The only furniture was a bed, consisting of nothing more than a plank and some straw, a heavy table and a stool, all three items bolted to the floor. An oil lamp stood in a recess but even this was behind bars, as though for fear the occupants of the cell might try to set fire to it.
After the massive door slammed shut behind her, Marianne remained for a moment sitting dazedly on the straw mattress where her guards had thrown her. It had all occurred so quickly that she could hardly take in where she was or what had happened to her.

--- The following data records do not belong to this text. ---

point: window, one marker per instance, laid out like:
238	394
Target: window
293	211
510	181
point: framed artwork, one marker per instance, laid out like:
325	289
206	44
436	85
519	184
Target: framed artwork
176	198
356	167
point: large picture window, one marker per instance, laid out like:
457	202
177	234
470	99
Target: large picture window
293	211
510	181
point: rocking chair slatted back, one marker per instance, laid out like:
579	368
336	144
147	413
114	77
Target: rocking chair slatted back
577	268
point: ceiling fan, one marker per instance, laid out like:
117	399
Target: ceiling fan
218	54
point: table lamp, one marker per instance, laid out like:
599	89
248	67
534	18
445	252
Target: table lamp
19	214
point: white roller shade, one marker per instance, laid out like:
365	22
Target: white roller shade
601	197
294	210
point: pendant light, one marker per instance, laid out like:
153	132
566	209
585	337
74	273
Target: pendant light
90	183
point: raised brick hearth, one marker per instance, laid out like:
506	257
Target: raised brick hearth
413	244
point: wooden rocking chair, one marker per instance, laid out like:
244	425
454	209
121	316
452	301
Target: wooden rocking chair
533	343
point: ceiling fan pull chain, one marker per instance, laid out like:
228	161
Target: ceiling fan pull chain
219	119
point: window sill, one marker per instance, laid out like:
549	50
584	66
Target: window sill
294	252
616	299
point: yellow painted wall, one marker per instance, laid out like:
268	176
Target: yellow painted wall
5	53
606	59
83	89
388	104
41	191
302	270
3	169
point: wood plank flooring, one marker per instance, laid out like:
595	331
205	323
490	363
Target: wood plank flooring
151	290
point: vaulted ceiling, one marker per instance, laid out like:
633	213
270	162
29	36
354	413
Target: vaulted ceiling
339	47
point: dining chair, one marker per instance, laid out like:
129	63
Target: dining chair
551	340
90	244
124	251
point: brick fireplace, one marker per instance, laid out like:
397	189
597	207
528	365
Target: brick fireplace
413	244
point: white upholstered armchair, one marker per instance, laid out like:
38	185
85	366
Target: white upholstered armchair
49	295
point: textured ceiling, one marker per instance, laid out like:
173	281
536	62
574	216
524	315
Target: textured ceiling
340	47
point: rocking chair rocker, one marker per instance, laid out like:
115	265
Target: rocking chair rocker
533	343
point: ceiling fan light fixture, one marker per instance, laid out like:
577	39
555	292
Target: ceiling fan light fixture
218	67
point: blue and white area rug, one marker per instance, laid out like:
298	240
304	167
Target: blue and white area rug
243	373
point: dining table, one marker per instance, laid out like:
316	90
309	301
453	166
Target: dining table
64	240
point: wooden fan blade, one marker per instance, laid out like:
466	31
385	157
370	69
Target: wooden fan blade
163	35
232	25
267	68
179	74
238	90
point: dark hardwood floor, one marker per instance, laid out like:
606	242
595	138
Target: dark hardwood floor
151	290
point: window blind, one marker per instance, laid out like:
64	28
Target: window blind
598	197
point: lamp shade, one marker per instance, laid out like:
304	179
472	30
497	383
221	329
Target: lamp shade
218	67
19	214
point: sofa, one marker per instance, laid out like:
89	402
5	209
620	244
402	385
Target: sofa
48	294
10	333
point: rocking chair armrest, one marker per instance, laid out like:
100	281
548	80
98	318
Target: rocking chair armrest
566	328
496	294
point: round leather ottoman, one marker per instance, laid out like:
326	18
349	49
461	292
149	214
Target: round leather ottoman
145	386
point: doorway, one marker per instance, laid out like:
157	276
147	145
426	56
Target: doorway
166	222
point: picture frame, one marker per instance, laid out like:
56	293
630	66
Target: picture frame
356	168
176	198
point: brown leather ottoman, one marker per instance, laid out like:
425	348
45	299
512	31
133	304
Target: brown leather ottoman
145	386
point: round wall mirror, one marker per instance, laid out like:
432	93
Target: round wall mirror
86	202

There had been that woman, the wretched creature who had used her father's name as an excuse to reach her, to melt her heart and so get money from her! But what was the purpose of this charade? To obtain the money and ensure that she was spared the necessity of paying it back? That seemed to be the only explanation, for it was impossible to think of any other motive for such a diabolical trick. Revenge or feminine jealousy was ruled out since she and Madame de Gachet had only set eyes on one another for the first time in the entrance hall of the hotel. Marianne could not remember ever having heard her name mentioned before and even Jolival, although thinking he had met that devil in female form somewhere, could not recall when or where, or even put a name to her.
As her initial bewilderment passed, Marianne was seized again by the anger which had swept over her as she found herself apprehended like a common thief. With a roaring in her head and a red light before her eyes, she saw again the officer's triumphant expression as he pulled the diamond from her bag, the anger and mortification on the hotel proprietor's face and the gaping wonder of those other inmates of the hotel who had been attracted by the fuss at the sight of the magnificent stone.

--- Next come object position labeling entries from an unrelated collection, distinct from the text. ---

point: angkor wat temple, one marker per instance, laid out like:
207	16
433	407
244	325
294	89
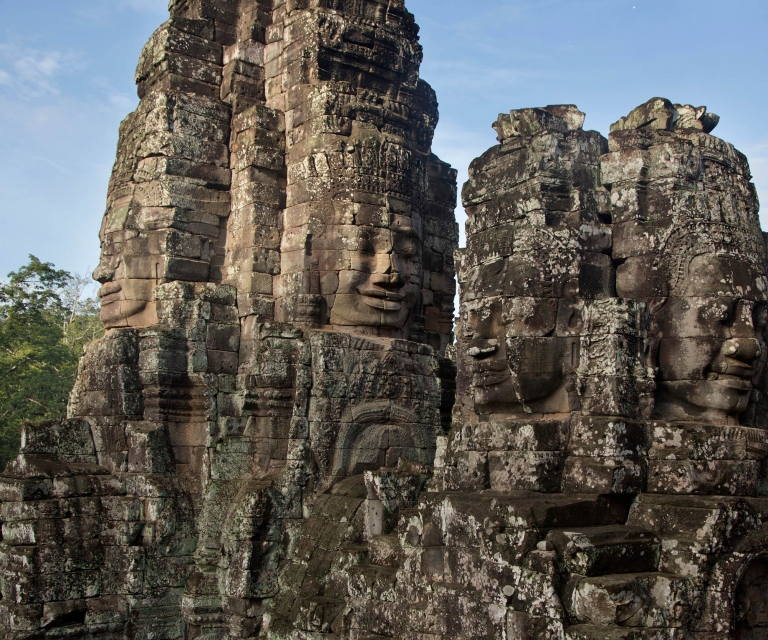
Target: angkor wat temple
284	435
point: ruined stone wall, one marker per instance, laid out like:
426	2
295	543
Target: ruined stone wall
278	168
270	441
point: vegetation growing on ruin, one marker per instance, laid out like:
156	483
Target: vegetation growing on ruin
46	319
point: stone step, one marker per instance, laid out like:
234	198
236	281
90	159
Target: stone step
596	551
593	632
647	600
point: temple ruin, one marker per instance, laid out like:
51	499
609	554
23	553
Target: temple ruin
284	435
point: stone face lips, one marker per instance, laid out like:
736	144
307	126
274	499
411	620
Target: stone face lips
270	441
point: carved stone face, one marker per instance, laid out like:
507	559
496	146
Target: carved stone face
381	286
517	365
712	344
125	301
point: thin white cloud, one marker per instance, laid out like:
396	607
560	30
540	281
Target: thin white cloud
32	72
145	5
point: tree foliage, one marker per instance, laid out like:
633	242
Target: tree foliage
46	319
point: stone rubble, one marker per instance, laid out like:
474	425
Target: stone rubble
277	437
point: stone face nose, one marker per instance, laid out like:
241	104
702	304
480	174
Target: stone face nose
481	348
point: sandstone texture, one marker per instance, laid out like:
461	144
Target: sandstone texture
283	435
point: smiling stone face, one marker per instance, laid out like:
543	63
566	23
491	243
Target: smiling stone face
381	285
712	345
687	239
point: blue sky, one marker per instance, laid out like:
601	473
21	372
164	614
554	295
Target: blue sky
66	82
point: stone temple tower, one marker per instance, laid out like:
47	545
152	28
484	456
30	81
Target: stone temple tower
280	436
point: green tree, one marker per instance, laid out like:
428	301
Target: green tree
45	321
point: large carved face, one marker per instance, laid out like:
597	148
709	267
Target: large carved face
381	286
126	300
712	344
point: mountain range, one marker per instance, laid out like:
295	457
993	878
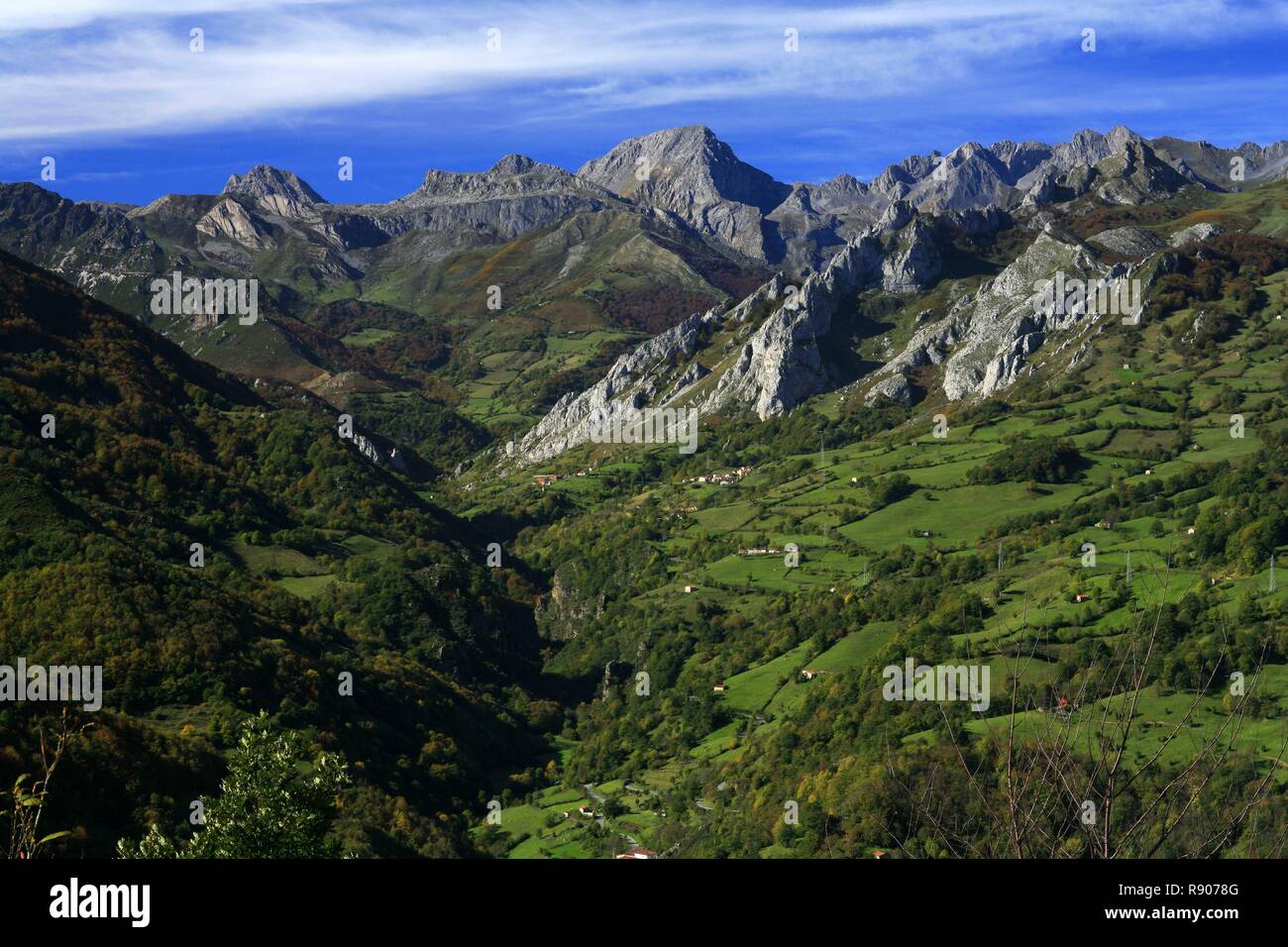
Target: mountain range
391	307
901	453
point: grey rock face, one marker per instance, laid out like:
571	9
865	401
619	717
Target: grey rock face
231	221
695	175
772	364
275	192
984	343
1196	234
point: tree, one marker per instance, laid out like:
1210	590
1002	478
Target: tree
29	795
277	801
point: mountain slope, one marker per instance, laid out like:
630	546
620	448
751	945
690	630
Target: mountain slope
316	562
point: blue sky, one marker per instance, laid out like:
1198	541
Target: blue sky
112	90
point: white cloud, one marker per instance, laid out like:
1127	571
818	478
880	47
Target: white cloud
120	67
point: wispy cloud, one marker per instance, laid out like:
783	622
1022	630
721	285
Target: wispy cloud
94	68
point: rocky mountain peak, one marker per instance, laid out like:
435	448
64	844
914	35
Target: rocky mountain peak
266	180
513	163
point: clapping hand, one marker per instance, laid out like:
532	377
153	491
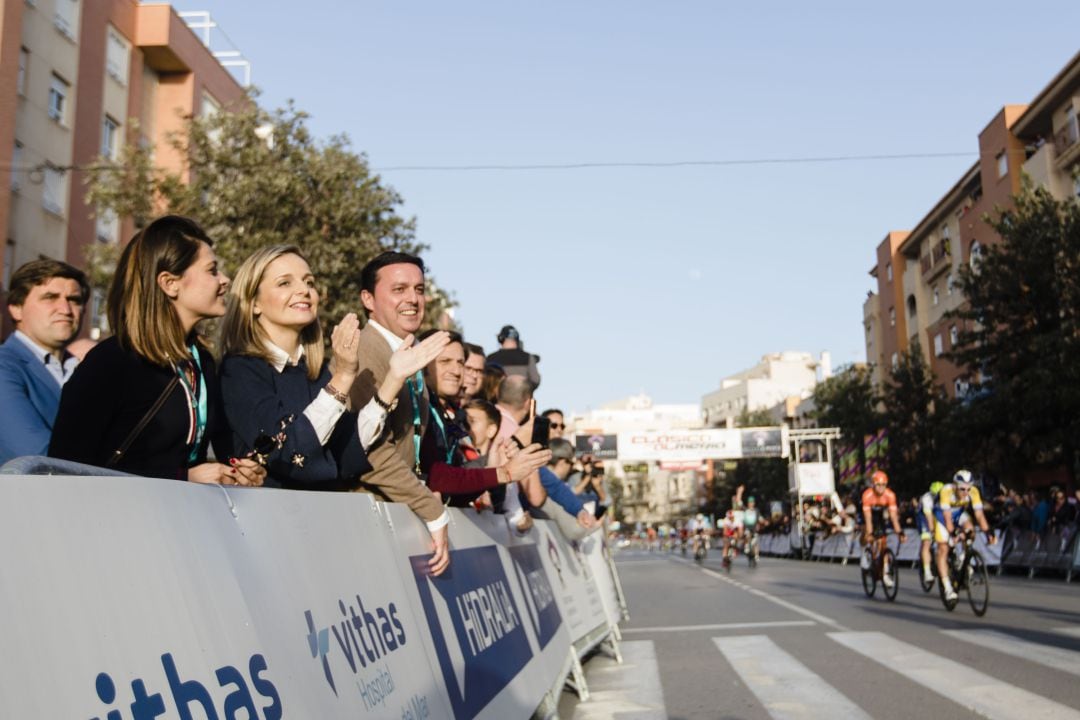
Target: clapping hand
408	360
345	341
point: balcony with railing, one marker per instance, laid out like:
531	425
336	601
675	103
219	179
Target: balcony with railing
1067	143
939	259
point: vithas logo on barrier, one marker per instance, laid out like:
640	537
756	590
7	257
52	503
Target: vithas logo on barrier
476	626
364	635
539	596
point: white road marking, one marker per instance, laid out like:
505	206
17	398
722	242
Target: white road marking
632	688
772	598
1067	661
786	688
976	691
721	626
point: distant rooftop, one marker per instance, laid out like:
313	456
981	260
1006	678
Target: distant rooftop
219	44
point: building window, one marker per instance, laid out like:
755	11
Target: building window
107	226
54	190
58	91
9	263
24	66
66	18
116	57
974	255
16	167
110	132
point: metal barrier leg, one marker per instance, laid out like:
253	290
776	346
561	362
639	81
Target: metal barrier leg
577	679
611	644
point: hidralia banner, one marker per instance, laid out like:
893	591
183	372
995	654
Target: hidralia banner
130	598
706	444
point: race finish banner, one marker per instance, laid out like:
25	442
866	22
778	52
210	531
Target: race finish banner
707	444
602	447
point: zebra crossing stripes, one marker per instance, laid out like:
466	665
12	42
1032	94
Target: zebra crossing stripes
786	688
1067	661
976	691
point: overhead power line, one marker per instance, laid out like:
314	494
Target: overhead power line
675	163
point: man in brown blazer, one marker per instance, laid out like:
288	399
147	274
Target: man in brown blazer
392	291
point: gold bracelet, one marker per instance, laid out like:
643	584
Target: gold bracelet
336	394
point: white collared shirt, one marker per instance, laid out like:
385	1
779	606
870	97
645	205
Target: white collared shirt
324	410
59	371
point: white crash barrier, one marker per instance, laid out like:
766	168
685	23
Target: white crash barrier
127	597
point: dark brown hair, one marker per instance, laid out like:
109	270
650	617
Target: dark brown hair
139	312
39	272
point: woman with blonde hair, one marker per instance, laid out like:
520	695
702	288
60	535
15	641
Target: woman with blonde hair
146	401
275	377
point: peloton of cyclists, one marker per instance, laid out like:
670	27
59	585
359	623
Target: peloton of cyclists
878	500
954	501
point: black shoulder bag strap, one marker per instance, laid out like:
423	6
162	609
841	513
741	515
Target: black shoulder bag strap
118	454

"Oh, no!" Ducroux had cried out. "It can't be true!"
It had been open to doubt whether this last remark was called forth to the splendor of the diamond or his own disappointment in his ravishing young guest. But with such evidence against her, how could she deny it? Especially since the devilish countess had taken good care not to show herself. And now what was to become of her?
After a little while, however, she began to take some comfort in the thought that Jolival was still at liberty. He would be bound to learn of this catastrophe as soon as he returned to the hotel and he would hurry straight to the governor to put an end to the dreadful mistake before it could end in a miscarriage of justice. But would he manage to see Richelieu in time to rescue Marianne from her present predicament? It seemed not unlikely, even highly probable, in fact: if the governor were anything like the gentleman his rank implied, he would never permit his old friend's name to be mixed up in such a fearful scandal.

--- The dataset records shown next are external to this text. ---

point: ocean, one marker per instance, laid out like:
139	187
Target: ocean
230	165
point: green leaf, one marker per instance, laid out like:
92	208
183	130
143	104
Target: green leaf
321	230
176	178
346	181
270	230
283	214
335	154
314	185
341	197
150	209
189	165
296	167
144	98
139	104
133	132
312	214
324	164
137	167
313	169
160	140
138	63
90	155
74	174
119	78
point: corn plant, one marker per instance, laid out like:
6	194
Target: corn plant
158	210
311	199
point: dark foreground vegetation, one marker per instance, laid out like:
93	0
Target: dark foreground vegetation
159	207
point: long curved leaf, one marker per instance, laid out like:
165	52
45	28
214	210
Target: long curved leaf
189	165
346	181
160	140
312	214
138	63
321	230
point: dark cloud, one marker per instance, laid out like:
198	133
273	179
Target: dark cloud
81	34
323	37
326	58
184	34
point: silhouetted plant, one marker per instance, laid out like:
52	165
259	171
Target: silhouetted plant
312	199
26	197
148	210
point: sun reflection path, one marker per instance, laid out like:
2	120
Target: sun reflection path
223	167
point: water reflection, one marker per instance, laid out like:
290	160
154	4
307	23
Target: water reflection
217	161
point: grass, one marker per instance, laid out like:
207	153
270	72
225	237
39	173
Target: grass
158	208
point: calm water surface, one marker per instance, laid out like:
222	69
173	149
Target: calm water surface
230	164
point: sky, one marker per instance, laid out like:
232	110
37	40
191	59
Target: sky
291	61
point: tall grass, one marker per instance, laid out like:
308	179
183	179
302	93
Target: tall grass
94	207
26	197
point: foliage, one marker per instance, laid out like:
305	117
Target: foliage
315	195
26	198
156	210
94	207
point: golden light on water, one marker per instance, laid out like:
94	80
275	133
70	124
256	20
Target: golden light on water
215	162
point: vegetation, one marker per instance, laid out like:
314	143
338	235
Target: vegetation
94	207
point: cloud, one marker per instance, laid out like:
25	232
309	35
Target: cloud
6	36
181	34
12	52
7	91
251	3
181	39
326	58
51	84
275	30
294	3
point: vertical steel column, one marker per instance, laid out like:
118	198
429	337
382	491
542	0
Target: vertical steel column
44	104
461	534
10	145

She soon managed to convince herself that they would come for her before long and question her in some language she could understand. Then she would be able to make them listen to her, insist on being confronted with that dreadful woman, and then everything would be all right. They would even have to apologize to her, because after all she was the injured party, it was she who had been cheated out of five thousand rubles and with the most blatant effrontery. Well, they would see which rang clearer, the voice of truth or the voice of lies. How she looked forward to seeing the old harridan take her place in this cell…
Her spirits much restored, she was meditating along these lines when the brooding silence of the old prison was broken by a variety of sounds. There was the thud of heavy boots, the clatter of weapons and raised voices rising above the sounds of a struggle. To her horror, Marianne recognized that one of those voices was Jolival's.
"You have no right," he was protesting furiously at the top of his voice, "I tell you I'm a Frenchman, do you hear, a Frenchman! You have no right to lay hands on me! I demand to see the governor—I wish to see the Duc de Richelieu. Ri-che-lieu! For God's sake, why won't you listen to me, damn you?"
The last words ended in a kind of agonized grunt which told Marianne sickeningly that they must have struck the prisoner to quiet him.
Clearly, the unfortunate vicomte had been apprehended on his return to the hotel, perhaps even without a word of explanation. He must be totally bewildered by what was happening to him.
She flung herself at the door and pressed her face against the grating, screaming out: "Arcadius! I'm here… close by! They've arrested me too! It was that woman, Arcadius, that horrible Madame de Gachet!"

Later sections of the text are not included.